One man was not happy about it, though, a gentleman and former player by the name of Benjamin Urrea and known as El Garabato. He argued bitterly against the move, but was ultimately unable to convince anyone to follow him.

Eventually, defeated and furious, Urrea stormed out of the meeting with the parting words: "They can do whatever they want with the team, but I swear to God they will never be champions."

They did eventually, in 1979, a few months before an exorcism was performed on the pitch. After that, they won five successive titles. America de Cali have been regular champions ever since.
There is, therefore, cause to suggest the curse was either lifted or never existed in the first place, but their continued inability to win the Copa Liberatores keeps the story alive.
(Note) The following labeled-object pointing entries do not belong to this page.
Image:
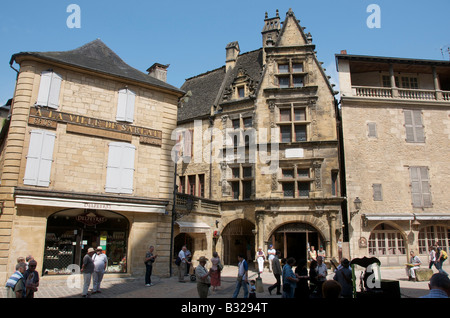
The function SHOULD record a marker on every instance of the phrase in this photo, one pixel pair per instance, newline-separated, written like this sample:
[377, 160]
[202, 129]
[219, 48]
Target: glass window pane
[285, 133]
[300, 133]
[283, 81]
[283, 68]
[303, 189]
[288, 189]
[288, 173]
[298, 81]
[297, 67]
[285, 115]
[303, 173]
[300, 114]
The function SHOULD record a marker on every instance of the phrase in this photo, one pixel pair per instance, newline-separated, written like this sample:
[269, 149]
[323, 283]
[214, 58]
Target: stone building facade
[396, 129]
[85, 162]
[259, 137]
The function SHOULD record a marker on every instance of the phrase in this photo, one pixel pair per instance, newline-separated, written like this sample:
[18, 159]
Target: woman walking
[216, 269]
[203, 278]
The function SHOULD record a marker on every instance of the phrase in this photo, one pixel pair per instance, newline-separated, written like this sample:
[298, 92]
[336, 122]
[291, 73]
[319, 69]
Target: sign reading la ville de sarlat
[93, 126]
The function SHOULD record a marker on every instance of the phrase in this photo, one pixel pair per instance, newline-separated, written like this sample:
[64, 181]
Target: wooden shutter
[120, 168]
[372, 127]
[39, 158]
[53, 98]
[125, 105]
[414, 126]
[377, 192]
[127, 168]
[49, 89]
[420, 187]
[188, 142]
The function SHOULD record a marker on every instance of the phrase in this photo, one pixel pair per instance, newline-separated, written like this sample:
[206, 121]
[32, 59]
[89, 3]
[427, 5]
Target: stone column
[333, 238]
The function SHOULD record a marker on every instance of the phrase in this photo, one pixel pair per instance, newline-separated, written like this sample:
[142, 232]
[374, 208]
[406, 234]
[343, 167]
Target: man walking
[276, 269]
[31, 279]
[87, 269]
[149, 260]
[183, 262]
[100, 263]
[15, 284]
[441, 256]
[242, 279]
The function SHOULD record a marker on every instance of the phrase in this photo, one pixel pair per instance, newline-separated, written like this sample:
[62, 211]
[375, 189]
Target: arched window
[385, 240]
[429, 235]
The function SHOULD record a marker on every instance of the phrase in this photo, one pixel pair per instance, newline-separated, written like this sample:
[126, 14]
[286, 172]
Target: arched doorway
[387, 244]
[238, 238]
[295, 239]
[71, 232]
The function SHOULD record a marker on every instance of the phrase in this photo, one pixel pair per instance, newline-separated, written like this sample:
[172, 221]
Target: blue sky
[191, 35]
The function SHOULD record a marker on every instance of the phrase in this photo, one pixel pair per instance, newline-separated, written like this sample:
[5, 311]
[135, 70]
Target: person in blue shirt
[289, 279]
[242, 279]
[439, 286]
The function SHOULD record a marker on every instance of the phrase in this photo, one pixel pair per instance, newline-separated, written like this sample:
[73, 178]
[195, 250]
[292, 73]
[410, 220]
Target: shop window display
[70, 233]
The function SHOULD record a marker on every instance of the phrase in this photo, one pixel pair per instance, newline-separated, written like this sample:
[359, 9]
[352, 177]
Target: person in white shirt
[100, 263]
[182, 266]
[271, 254]
[414, 263]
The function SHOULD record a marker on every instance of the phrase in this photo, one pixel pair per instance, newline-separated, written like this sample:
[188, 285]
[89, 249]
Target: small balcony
[400, 93]
[186, 204]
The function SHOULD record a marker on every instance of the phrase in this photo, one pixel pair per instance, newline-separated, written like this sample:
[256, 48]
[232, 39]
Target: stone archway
[238, 238]
[294, 239]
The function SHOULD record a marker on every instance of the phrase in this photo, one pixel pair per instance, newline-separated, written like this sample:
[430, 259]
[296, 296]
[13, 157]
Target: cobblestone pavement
[133, 287]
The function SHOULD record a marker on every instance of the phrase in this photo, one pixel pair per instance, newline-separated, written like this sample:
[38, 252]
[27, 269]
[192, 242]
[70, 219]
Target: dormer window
[290, 75]
[241, 91]
[125, 105]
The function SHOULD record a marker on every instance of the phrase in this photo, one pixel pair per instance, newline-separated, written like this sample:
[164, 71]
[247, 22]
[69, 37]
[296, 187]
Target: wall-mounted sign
[91, 218]
[93, 126]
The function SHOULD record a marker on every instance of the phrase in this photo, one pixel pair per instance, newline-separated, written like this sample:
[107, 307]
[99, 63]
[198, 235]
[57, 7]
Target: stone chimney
[271, 30]
[158, 71]
[232, 52]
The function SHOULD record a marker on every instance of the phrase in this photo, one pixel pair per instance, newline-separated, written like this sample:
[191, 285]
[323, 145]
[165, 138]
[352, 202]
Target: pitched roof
[208, 88]
[204, 88]
[96, 56]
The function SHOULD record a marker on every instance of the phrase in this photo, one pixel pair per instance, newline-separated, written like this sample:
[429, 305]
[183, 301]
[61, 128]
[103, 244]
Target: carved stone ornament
[362, 242]
[317, 175]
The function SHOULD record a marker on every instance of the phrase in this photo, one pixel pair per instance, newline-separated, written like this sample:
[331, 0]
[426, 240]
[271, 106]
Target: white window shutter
[122, 105]
[44, 88]
[131, 98]
[39, 158]
[120, 168]
[125, 105]
[55, 88]
[49, 89]
[127, 168]
[113, 168]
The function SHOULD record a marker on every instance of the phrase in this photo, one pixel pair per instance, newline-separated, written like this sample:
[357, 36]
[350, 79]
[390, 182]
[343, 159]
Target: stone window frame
[241, 181]
[293, 122]
[290, 72]
[295, 179]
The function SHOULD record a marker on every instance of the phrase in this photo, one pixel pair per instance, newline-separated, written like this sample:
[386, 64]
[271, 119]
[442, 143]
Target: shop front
[71, 232]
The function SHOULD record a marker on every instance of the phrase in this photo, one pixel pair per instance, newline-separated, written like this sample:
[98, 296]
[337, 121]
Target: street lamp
[357, 204]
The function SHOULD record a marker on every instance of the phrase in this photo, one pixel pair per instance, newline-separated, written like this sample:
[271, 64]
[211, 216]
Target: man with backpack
[441, 257]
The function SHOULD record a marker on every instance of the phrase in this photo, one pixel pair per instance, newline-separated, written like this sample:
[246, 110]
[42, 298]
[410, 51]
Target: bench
[423, 274]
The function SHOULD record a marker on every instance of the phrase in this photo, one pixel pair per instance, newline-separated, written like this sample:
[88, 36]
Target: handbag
[287, 287]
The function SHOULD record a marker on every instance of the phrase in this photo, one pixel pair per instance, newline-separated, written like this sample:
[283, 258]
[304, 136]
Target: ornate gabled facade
[260, 140]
Hammerfest and the curse of Nils Mikkel Sara

We all love to have a go at the referee, right? It's the preserve and right of all football fans. You might want to rethink that position the next time you are tempted, though.
In 1999, Norwegian second-tier club Hammerfest, which is definitely not a DIY convention, felt referee Nils Mikkel Sara was responsible for their 2-1 defeat to rivals Alta.

Sara demanded an apology and when it didn't materialise, he placed a 'gande' (a term used for Sami curses) that Hammerfest would lose all their remaining games and be relegated.
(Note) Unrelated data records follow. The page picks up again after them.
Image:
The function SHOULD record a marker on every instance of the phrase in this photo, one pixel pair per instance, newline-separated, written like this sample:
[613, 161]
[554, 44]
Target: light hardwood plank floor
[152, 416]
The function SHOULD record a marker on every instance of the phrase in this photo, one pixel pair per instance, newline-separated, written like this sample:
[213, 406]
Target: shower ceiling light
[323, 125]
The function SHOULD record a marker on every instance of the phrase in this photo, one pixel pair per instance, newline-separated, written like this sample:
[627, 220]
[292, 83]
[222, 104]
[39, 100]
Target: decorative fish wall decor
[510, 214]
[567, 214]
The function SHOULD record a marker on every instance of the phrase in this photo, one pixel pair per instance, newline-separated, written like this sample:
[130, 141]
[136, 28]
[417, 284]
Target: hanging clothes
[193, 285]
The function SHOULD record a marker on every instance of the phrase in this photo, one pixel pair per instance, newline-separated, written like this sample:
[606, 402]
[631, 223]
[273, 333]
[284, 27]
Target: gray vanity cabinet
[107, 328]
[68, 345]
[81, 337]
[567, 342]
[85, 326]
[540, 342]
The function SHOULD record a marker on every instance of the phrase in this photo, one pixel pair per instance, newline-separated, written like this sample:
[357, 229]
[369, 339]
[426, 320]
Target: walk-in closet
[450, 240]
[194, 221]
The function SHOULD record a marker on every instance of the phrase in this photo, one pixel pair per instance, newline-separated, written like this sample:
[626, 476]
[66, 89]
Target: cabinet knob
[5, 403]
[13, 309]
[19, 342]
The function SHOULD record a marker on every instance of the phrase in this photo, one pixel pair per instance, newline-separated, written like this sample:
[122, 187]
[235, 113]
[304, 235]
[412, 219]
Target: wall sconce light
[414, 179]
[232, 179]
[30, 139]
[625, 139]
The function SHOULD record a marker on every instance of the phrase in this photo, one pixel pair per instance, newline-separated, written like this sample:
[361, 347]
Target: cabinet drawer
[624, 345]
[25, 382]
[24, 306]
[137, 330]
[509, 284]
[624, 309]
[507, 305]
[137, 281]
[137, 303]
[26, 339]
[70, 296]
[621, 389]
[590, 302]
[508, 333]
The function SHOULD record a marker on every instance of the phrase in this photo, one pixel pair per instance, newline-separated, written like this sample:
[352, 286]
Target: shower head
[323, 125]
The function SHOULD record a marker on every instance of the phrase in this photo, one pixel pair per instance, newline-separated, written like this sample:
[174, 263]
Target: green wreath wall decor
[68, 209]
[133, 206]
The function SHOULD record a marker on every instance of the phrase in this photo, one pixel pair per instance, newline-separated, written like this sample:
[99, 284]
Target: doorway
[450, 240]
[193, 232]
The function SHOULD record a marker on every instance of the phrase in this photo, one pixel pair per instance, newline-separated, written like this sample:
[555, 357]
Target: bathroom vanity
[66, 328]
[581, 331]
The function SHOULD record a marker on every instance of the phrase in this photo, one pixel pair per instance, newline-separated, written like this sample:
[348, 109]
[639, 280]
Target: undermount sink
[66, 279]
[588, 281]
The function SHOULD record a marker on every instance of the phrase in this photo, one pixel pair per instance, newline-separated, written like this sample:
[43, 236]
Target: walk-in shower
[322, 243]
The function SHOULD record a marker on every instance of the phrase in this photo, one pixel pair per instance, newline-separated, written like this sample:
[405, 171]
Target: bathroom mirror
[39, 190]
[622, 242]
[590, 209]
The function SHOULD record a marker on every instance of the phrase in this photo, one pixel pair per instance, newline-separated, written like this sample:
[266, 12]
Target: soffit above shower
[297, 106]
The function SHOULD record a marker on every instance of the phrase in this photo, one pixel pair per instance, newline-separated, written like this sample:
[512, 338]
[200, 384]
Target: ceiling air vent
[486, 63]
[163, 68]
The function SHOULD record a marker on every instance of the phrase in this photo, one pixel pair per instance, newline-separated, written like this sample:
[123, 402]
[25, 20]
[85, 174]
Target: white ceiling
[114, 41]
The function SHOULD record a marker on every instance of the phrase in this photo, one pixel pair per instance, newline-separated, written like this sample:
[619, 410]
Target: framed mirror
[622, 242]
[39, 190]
"At first the Hammerfest coach assumed they were just unlucky, but then the players started to believe in the curse," an expert on the story told the Guardian. "After talking to some old locals, the coach tried lifting the curse by sacrificing herring at a sacrificial stone in the area, but it didn't help."

Hammerfest were eventually relegated and Sara had made his point: "I won't curse a team for a whole season again," he said. "But maybe for a match or two, who knows?"
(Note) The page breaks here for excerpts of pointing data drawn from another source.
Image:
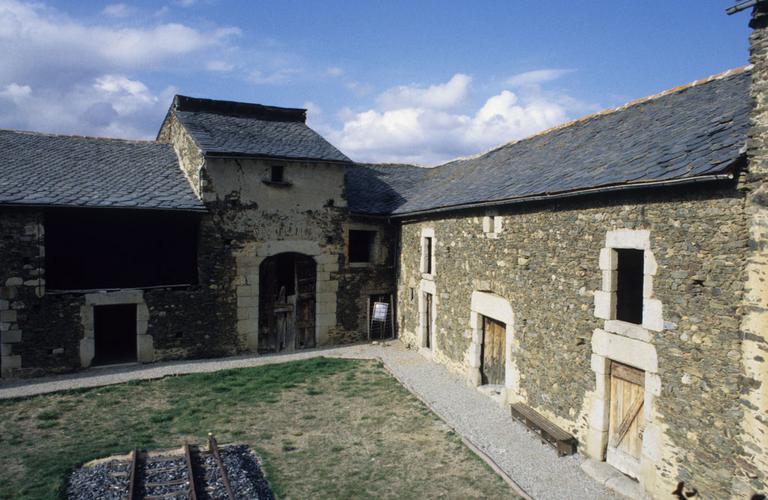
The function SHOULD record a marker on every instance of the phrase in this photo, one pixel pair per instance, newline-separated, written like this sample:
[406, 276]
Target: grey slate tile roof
[72, 171]
[226, 128]
[692, 131]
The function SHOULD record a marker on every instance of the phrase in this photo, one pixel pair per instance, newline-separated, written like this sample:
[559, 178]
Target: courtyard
[325, 428]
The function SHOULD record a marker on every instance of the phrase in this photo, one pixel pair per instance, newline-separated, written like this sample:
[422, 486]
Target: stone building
[609, 273]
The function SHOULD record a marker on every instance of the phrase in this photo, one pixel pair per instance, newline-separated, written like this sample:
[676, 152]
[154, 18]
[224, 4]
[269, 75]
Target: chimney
[751, 474]
[757, 150]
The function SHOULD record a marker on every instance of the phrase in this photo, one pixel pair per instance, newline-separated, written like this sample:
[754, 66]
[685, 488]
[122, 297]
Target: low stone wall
[545, 261]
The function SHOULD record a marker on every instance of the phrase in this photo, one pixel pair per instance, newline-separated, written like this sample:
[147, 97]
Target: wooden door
[305, 302]
[378, 330]
[268, 296]
[493, 357]
[428, 320]
[625, 431]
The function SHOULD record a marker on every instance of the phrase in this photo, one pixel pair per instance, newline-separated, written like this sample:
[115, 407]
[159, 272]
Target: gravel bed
[155, 473]
[245, 474]
[475, 416]
[108, 481]
[532, 465]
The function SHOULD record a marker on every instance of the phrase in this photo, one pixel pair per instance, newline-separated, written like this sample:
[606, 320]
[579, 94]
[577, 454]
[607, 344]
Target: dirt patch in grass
[326, 428]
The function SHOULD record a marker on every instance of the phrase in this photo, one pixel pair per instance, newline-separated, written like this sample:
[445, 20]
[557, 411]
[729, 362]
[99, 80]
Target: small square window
[361, 246]
[277, 174]
[629, 286]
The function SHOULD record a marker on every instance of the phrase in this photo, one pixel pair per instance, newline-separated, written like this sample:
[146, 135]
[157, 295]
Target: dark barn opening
[629, 287]
[114, 330]
[361, 245]
[102, 249]
[287, 284]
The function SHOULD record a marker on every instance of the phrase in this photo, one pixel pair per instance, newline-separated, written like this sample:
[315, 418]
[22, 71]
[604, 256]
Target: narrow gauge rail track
[172, 477]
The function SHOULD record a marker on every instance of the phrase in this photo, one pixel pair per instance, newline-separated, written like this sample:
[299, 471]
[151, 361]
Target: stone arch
[498, 308]
[247, 287]
[287, 302]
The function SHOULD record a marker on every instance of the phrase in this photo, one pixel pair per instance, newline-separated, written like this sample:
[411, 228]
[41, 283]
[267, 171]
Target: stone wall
[544, 260]
[44, 332]
[752, 467]
[357, 282]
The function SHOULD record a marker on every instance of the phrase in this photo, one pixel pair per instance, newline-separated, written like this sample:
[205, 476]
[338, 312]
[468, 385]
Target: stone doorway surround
[247, 287]
[495, 307]
[427, 286]
[145, 348]
[629, 344]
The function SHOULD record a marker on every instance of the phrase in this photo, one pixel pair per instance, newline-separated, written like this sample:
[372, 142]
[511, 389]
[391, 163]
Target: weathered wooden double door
[287, 284]
[625, 429]
[493, 356]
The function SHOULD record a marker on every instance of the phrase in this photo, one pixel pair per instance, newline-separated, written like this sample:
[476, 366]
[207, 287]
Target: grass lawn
[325, 428]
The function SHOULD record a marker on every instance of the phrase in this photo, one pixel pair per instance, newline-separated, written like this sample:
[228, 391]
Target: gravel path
[532, 465]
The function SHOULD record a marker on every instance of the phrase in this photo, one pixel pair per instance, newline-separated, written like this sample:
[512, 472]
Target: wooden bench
[549, 432]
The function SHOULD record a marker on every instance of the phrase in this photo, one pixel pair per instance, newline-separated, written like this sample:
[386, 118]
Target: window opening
[278, 173]
[629, 286]
[428, 255]
[361, 246]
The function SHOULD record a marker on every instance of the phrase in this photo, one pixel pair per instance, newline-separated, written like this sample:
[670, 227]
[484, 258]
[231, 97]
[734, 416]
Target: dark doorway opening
[114, 330]
[287, 285]
[428, 320]
[377, 329]
[492, 355]
[629, 286]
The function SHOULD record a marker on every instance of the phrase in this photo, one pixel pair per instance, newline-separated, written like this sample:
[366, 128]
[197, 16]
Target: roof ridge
[77, 136]
[635, 102]
[240, 109]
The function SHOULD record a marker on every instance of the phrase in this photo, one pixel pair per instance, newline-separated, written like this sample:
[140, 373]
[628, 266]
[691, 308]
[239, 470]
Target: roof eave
[103, 207]
[567, 194]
Barry Fry's desperate measures at Birmingham

Birmingham City were another club to fall foul of the Gypsy curse. When they moved to St Andrews in 1906, the site of the new ground was previously occupied by Roma people and they placed a 100-year curse on it.
It was something that other managers had been aware of and attempted to fix, with a variety of solutions attempted such as painting players' boots red and hanging crucifixes from the floodlights.

Barry Fry, ever the innovator, had a different solution. During a long run of games without a win, he urinated in all four corners of the ground in an attempt to lift the curse. "We were desperate, so I p***ed in all four corners, holding it in while I waddled round the pitch," he recalled.

"Did it work? Well, we started to win and I thought it had, then they f***ing sacked me, so probably not."

Derby and the curse of the Baseball Ground

Another club who fell foul of Romany Gypsies were Derby. They moved to the Baseball Ground in 1895, evicting the former residents to do it.

Those residents were not best pleased, and placed a curse on the club, supposedly ensuring they would never win the then supremely coveted FA Cup.
In the following eight years, Derby reached three FA Cup finals - losing them all.

It took them 42 years to get back to an FA Cup final and then-manager Jack Nicholson paid Gypsies to remove the curse. With the scores level after 90 minutes against Charlton, the ball burst, which many took to be symbolic of the curse being broken. They went on to win 4-1.

Pep Guardiola Champions League curse

"He [Guardiola] turned all Africa against himself, many African fans turned away from Manchester City," said Yaya Toure's agent Dimtry Seluk in 2018 when discussing the Spaniard's decision to bench the player for his final year at Manchester City.

"And I'm sure that many African shamans in the future will not allow Guardiola to win the Champions League.
"This will be for Guardiola an African curse. Life will show whether I am right or not."

You have to wonder whether those words have gone through Guardiola's mind following Real Madrid's astonishing comeback against Man City in the Champions League semi-final.

Guardiola has now lost six Champions League semi-finals and it is 11 years since he has won the competition.

How much of that is down to a 'curse' is questionable, of course. All but two of those semi-final defeats came before he even arrived at the Etihad, although he has also lost a final with the Citizens too.